Applications of Lie algebraic and phase space methods in quantum physics

李代数和相空间方法在量子物理中的应用

• 批准号: 249769-2012
• 负责人: deGuise, Hubert
• 金额: $ 1.46万
• 依托单位: Lakehead University
• 依托单位国家: 加拿大
• 项目类别: Discovery Grants Program - Individual
• 财政年份: 2015
• 资助国家: 加拿大
• 起止时间: 2015-01-01 至 2016-12-31
• 项目状态: 已结题
• 来源: https://www.nserc-crsng.gc.ca/ase-oro/Details-Detailles_eng.asp?id=570724
• 关键词: Applications; Lie; algebraic; phase; space

Phase space methods in quantum mechanics have in common the objective of mapping quantum mechanical operators, defined in an abstract Hilbert space, to complex-valued functions in a classical phase space appropriate for the system under consideration. This proposal deals with applications of phase space methods to quantum systems with higher symmetries. The proposed applications include the extension of results already available for SU(3) to systems with SU(n) (and other) symmetries, a study of short time semiclassical dynamics of such systems focusing on squeezing as a short time effect, an investigation of so-called correspondence rules with possible applications to relaxation, and an investigation of phase operators for systems with higher symmetries using phase space methods as a starting point. The results of this work will be of use to physicists - theorists and experimentalists - in quantum optics with an interest in a better understanding some nonclassical properties of quantum states.

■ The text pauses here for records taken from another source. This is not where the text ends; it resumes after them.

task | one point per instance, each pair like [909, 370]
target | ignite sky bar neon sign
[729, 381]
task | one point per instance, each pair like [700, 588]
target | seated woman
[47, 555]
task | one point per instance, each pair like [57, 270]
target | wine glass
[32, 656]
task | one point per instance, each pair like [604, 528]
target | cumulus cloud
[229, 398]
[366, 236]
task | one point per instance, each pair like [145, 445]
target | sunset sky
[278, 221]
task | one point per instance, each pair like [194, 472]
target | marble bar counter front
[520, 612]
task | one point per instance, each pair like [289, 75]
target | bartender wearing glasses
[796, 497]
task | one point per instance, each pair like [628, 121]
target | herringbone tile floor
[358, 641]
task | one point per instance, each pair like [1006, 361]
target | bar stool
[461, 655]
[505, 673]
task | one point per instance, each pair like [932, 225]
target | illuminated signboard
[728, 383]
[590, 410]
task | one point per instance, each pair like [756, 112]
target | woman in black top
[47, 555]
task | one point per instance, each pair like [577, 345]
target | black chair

量子力学中的相空间方法 共同的目标是映射量子力学算子，定义在抽象的希尔伯特空间， 复值函数在一个经典的相空间适合的系统正在考虑。 这个建议涉及相空间方法的应用，以更高的对称性的量子系统。 建议的应用包括推广SU（3）的已有结果到SU（n）系统（和其他）对称性，对这种系统的短时半经典动力学的研究，重点是作为短时效应的压缩，对所谓的对应规则的研究及其在弛豫中的可能应用，并以相空间方法为出发点，对具有较高对称性的系统的相算符进行了研究。 这项工作的结果将是有用的物理学家-理论家和实验学家-在量子光学的兴趣，在更好地理解量子态的一些非经典性质。